En 1964, Tim Horton ouvre un petit café beignerie, qu’il nomme simplement « Tim Horton »; c’est ce café qui deviendrait plus tard une franchise canadienne bien établie. Il ouvre son premier café beignerie sur la rue Ottawa à Hamilton, en Ontario; il y vend du café pour 25 sous, et sert ses créations culinaires, parmi lesquelles le beignet aux pommes et le fameux « Dutchie ». La boutique fait un malheur. Tim Horton décide donc d’en faire une franchise, et Ron Joyce devient son premier franchisé. Le café de Hamilton devient alors le modèle pour une immense chaîne canadienne, avec à sa tête Ron Joyce et Tim Horton, partenaires à part entière.

En 1974, l’année du décès de Tim Horton, Ron Joyce met sur pied la Fondation Tim Horton pour les enfants. L’année suivante, il achète les parts de l’entreprise, détenues par la famille Horton. En 1995, Tim Hortons est achetée par Wendy’s International, Inc. Cette année-là, la millième franchise ouvre ses portes à Ancaster, en Ontario, pas très loin du tout premier café. En 2006, Tim Hortons entreprend des démarches pour redevenir une entreprise publique canadienne, une restructuration de l’entreprise qui prend fin en 2009. Cinq ans plus tard, Tim Hortons est fusionnée avec Burger King, une opération fortement médiatisée d’une valeur de plus de 12 milliards de dollars.

On dénombre aujourd’hui plus de 3 500 franchises Tim Hortons au Canada, près de 1 000 aux États-Unis et 38 dans le golfe Persique. Malheureusement, Tim Horton n’a jamais eu la chance de voir une franchise dans sa ville natale de Cochrane. La ville du nord de l’Ontario n’a eu son café Tim Hortons qu’en 1994, 30 ans après l’ouverture du premier café, à Hamilton.

L’entreprise fait honneur à l’esprit sportif de Tim Horton, notamment à travers le programme Timbits Minor Sports.
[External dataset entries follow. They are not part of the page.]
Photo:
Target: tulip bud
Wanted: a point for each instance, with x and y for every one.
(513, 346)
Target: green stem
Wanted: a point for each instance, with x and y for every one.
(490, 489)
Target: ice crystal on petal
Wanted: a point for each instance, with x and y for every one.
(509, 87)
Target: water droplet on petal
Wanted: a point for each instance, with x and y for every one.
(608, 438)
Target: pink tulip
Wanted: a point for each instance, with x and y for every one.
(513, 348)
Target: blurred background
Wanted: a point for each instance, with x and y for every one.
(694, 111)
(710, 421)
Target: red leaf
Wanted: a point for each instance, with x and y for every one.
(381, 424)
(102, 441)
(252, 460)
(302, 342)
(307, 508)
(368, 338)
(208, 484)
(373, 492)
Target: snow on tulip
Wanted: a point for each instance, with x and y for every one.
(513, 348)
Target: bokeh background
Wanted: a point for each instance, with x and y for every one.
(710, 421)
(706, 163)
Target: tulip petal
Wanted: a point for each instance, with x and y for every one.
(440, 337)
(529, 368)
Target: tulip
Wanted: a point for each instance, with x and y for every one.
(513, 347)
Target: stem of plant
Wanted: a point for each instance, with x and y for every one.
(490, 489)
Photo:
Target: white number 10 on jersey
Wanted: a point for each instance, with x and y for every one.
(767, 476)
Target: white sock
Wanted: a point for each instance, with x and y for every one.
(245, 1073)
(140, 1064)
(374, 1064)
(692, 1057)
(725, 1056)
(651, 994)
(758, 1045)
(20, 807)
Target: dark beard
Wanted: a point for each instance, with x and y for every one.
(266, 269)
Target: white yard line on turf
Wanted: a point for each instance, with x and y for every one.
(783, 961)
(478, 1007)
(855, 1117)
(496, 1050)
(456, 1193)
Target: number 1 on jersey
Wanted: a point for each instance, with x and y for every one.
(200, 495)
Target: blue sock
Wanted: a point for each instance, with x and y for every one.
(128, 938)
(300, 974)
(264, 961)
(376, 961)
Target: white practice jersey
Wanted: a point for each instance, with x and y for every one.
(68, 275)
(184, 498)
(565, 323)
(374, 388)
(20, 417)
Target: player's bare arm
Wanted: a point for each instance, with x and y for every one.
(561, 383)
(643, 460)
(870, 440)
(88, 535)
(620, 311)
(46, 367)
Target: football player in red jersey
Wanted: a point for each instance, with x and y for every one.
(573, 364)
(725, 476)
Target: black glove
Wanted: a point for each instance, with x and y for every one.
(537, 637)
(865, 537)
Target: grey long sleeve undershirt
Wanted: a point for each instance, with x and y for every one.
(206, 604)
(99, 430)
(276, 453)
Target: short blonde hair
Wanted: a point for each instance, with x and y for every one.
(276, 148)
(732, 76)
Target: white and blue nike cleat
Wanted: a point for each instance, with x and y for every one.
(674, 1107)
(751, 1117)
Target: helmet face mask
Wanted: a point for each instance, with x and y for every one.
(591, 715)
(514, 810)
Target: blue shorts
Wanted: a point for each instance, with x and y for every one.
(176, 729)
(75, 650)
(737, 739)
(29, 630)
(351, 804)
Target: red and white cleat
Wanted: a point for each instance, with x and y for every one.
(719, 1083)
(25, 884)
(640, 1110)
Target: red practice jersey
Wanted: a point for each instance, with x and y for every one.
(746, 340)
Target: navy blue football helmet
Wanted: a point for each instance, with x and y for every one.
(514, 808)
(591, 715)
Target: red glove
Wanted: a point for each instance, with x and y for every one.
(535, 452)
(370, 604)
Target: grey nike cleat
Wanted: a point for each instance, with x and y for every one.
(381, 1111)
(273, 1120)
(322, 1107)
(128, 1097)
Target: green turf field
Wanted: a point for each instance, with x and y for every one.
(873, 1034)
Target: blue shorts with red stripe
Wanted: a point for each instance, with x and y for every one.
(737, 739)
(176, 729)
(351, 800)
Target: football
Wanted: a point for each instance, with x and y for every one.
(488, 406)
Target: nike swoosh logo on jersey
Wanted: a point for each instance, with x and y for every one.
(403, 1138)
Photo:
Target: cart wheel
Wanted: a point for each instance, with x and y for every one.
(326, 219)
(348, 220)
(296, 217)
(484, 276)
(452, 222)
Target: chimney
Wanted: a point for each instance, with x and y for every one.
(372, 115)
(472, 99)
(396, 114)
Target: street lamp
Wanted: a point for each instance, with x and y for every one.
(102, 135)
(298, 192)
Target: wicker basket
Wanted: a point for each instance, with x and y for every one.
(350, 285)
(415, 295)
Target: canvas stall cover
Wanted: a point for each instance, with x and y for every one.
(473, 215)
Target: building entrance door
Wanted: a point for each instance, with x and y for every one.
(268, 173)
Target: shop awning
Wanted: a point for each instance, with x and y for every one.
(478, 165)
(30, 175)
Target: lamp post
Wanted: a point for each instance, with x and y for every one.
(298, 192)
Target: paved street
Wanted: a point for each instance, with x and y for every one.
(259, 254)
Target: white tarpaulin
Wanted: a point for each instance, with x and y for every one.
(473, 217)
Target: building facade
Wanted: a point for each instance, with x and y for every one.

Chaque année, Tim Hortons parraine des milliers d’enfants âgés de quatre à huit ans à travers le Canada et les États-Unis pour leur offrir la chance de pratiquer un sport, qu’il s’agisse du soccer, du baseball ou, bien entendu, du hockey.

Records et reconnaissance

Si l’héritage le mieux connu de Tim Horton demeure sa chaîne de cafés, on se souvient aussi de son importante contribution aux Maple Leafs de Toronto durant sa carrière de près de 20 ans au sein de l’équipe. Il demeure pour beaucoup l’un des joueurs les plus forts de son sport. En 1 446 parties en saison régulière dans la LNH, Tim Horton marque 115 buts, récolte 403 aides et accumule 1 611 minutes de pénalité.

Au cours de sa carrière, Tim Horton fait partie de quatre équipes gagnantes de la Coupe Stanley, est choisi pour faire partie de la première et la deuxième équipe des étoiles de la Ligue nationale de hockey à trois reprises pour chacune, et reçoit en 1969 la Coupe Mémorial JP Bickell. En 1977, il est introduit au Temple de la renommée du hockey de manière posthume. Au cours de la saison 1995-1996, les Sabres de Buffalo retirent le chandail no 2 de Tim Horton; les Maple Leafs honorent aussi le no 7, qu’il a porté pendant ses années à Toronto. En 1995, il est choisi parmi les joueurs de l’équipe étoile toutes époques confondues chez les Maple Leafs. Sa ville natale de Cochrane rend hommage à Tim Horton en fondant un musée à son honneur, qui fait désormais partie du Tim Horton Events Centre.

Le 3 octobre 2014, Postes Canada imprime une collection de timbres, hommage à six défenseurs légendaires de l’époque des six équipes originales de la Ligue nationale de hockey (1942-1967) : Tim Horton y figure aux côtés de Bobby Orr, Pierre Pilote, Red Kelly, Doug Harvey et Harry Howell.